Tables & Figures (jfi-tables-figures)

When to trigger

  • Building or revising the table/figure set for a JFI submission
  • A referee found the exhibits hard to read or under-documented

What JFI exhibits must do

JFI exhibits are read by banking and intermediation specialists, so they must be self-contained and institution-aware:

  • Summary / sample table first: the bank/loan/firm universe, the data source (Call Reports, DealScan, HMDA, etc.), every filter, and units — readers must reconstruct the sample from the notes alone.
  • Define institutions and variables in the notes: what counts as a "bank," how credit/balance-sheet quantities are measured, the treatment and its timing.
  • Main result table: the headline specification with the FE structure visible, standard errors and the clustering level stated, and the mechanism estimate foregrounded.
  • Event-study / dynamics figure: for DID designs, a pre-trend-and-effect plot is often the single most persuasive exhibit; show confidence bands and the reference period.
  • Robustness exhibits: alternative samples, windows, and specifications, compactly tabulated.
  • Theory papers: a clean figure of the mechanism or comparative statics, with parameters in the note.

House conventions

Number exhibits and call them out in order; numbered manuscript sections (1, 1.1) host them. Notes should name the estimator, sample, clustering, and significance markers. There is no fixed exhibit count, but optional Highlights are capped at 3-5 bullets of 85 characters each.

Worked exhibit plan: a capital-shock transmission paper (illustrative)

# Exhibit The job it does for a JFI referee
T1 Sample construction: register universe → multi-bank firms Lets the reader reconstruct the sample and see what firm×time FE costs
T2 Bank and firm summaries by exposure Balance: treated and control banks comparable pre-shock
T3 Main: loan growth on the shock; columns no FE → firm FE → firm×time FE The supply channel, with demand absorption visible across columns
F1 Event study around the rule change Pre-trends plus dynamics — often the single decisive exhibit
T4 Mechanism heterogeneity: relationship intensity, bank capital Shows the intermediation channel, not generic credit tightening
T5 Compact robustness grid, one row per named threat The battery without appendix sprawl
F2 Real effects: firm outcomes by exposure The consequence panel that earns the policy sentence

The fixed-effect column progression in T3 is a JFI-native convention: the coefficient's movement across columns is itself evidence on sorting and demand, so interpret it in the text. If T4's heterogeneity is the contribution's heart, consider promoting it ahead of the robustness grid — exhibit order should mirror the argument, not the order the regressions were run.

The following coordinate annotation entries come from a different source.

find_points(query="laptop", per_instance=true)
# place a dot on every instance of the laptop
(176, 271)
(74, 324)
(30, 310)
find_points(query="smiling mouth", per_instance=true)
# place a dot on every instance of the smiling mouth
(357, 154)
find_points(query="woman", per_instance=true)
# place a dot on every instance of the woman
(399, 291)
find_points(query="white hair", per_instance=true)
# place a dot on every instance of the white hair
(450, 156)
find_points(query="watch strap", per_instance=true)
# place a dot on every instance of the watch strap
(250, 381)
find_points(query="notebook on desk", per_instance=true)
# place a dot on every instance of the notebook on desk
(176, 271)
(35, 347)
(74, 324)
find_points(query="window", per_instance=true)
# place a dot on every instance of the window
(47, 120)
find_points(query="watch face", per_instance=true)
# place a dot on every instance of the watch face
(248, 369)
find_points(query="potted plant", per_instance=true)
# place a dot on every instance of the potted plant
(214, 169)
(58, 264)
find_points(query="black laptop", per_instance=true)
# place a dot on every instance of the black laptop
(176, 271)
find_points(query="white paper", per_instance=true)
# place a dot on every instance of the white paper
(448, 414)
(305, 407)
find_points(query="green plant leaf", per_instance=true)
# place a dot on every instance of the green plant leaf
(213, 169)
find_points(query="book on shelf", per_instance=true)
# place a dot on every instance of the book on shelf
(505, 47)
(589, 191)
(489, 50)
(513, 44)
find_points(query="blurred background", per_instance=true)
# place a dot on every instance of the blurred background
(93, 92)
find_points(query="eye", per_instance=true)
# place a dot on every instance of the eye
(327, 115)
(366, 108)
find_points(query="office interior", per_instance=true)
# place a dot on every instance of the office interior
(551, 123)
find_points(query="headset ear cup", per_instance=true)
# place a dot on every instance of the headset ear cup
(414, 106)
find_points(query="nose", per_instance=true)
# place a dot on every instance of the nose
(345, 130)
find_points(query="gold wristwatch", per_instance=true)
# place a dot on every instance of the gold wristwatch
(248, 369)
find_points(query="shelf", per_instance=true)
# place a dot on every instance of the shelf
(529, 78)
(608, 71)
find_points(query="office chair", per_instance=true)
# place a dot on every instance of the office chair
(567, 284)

Exhibit-count calibration (hedged)

Accepted empirical papers in this literature typically run on the order of six to nine main-text exhibits with further robustness in an online appendix; theory papers often carry two to four comparative-statics figures. These are reading-based calibrations — no cap is stated; confirm formatting specifics against the journal's current author guidelines.

Exhibit-level referee pushback, and fixes

  • "I cannot tell which sample column 4 uses" → put N, sample, and FE rows in every column.
  • "The event study has no reference period marked" → label the omitted period and shade the announcement.
  • "The heterogeneity split shows no test" → report the interaction p-value, not two stars side by side.
  • "The comparative-statics figure hides the friction" → for theory papers, plot the outcome against the friction parameter itself (monitoring cost, equity-issuance cost), with the no-friction benchmark as a dashed reference line, so the figure literally shows what intermediation adds.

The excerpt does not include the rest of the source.